También hay un robo de elecciones en el que el nombre del mismísimo Al Gore no es tomado en vano. Y es que a mí, el tactismo de los Underwood y su encarnizada lucha por aferrarse al poder me parece muy de documental de La2. ¡Como lobos! ¡Como alimañas! Algo ciertamente salvaje.

 

Además, tenemos la guerra de Siria y los conflictos con un presidente ruso extremadamente autoritario, empeñado en influir en los asuntos internos de USA. Una Siria en la que se prevé un hipotético ataque con armas químicas, lo que obligaría a los EE.UU. a intervenir directamente en el conflicto. Lo cuál puede ser rentable -o no- electoralmente hablando. Y ése y solamente ése es el argumento que manejan los candidatos. El del rédito electoral.

 

El mismo rédito que daría la captura -o no- de un peligroso terrorista de un grupo tan parecido a ISIS que da miedo. Y es que la expresión “todo es política” nunca tuvo tanto -y tan siniestro- sentido como en “House of cards”. ¿Se acuerdan de este artículo de El Rincón Oscuro sobre cómo se retroalimentan la realidad y la ficción?

En el posible ataque con armas químicas en Homs se aprecia la larga mano de una agregada comercial que, interpretada por Patricia Clarkson, tiene gran protagonismo en la última entrega de “House of cards”. Una tipa siniestra que demuestra que, en democracia, los cargos más importantes no pasan necesariamente por las urnas.

House Of Cards Season 5

Y, si no, que le pregunten al otro nuevo gran personaje de la serie: Mark Usher, interpretado por Campbell Scott y cuyo parecido con Macron va más allá, mucho más allá de lo puramente físico. Y no tengo que recordarles que Macron, además de arrasar en las presidenciales francesas, ha conseguido la mayoría absoluta en las legislativas. ¡Él solito!

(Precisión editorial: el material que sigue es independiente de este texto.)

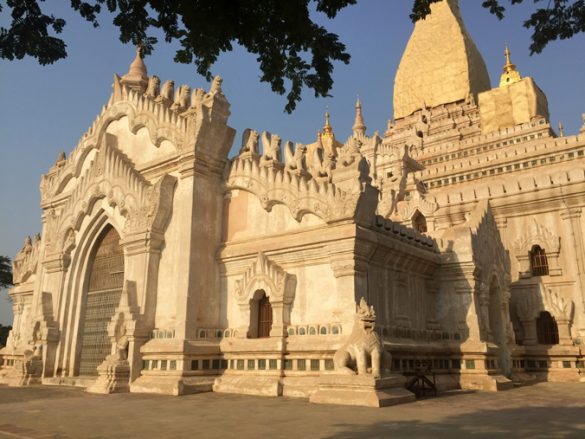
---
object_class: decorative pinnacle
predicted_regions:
[322,111,334,139]
[500,45,522,87]
[352,95,366,135]
[122,44,148,89]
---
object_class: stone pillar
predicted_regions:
[561,208,585,337]
[270,301,288,338]
[477,282,494,342]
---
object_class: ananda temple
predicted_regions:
[0,0,585,406]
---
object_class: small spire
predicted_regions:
[122,44,148,89]
[500,45,522,87]
[352,95,366,137]
[322,111,334,139]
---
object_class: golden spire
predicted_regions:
[500,46,522,87]
[322,111,334,139]
[352,96,366,136]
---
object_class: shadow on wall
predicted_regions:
[327,407,585,439]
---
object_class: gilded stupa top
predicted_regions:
[500,46,522,87]
[394,0,491,119]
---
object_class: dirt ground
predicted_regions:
[0,383,585,439]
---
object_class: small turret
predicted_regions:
[122,46,148,91]
[321,111,335,139]
[352,96,366,137]
[500,46,522,87]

Sin partido tradicional que le amparase.

Y luego está la otra gran trama de la serie. La que, para mi gusto, le da su grandeza: la periodística. Porque, desde el primer capítulo, la relación de amor-odio entre el periodismo y la política está en el centro de la historia. Primero fueron Frank y Zoe, utilizándose mutuamente. Y ya sabemos quién salió malparada de dicha entente, ¿verdad?

 

Después está Janine, la mentora de Zoe. Que su destino, por el momento, tampoco resulta de lo más prometedor. ¿Y qué me dicen de Lucas Goodwin? No. No es fácil la vida para los periodistas del Washington Herald. Menos mal que nos queda Tom Hammerschmidt, uno de los pocos que parece saber lo que se hace. Y cómo debe hacerse. Porque jugarse los cuartos con los Underwood…

 

Y están los lobistas. Y los congresistas. Y los viejos amigos de la infancia. Y los jefes de gabinete. Y ese novelista que tampoco tiene ni idea de dónde se ha metido. Porque “House of cards” es un inmenso universo repleto de planetas, estrellas y satélites que orbitan en torno a ellos.

Si los creadores y showrunners de “House of cards” son listos, deben convencer a los productores -entre los que están las propias estrellas de la serie, Kevin Spacey y Robin Wright- de dar más protagonismo a esos nuevos personajes e hilos argumentales. Son tan interesantes y preclaros, y están tan apegados a la actualidad, que impresionan su clarividencia y su capacidad de anticipación.

 

Si no, efectivamente, casi mejor retorcerle el pescuezo al culebrón, y evitar que siga retorciéndose sobre sí mismo.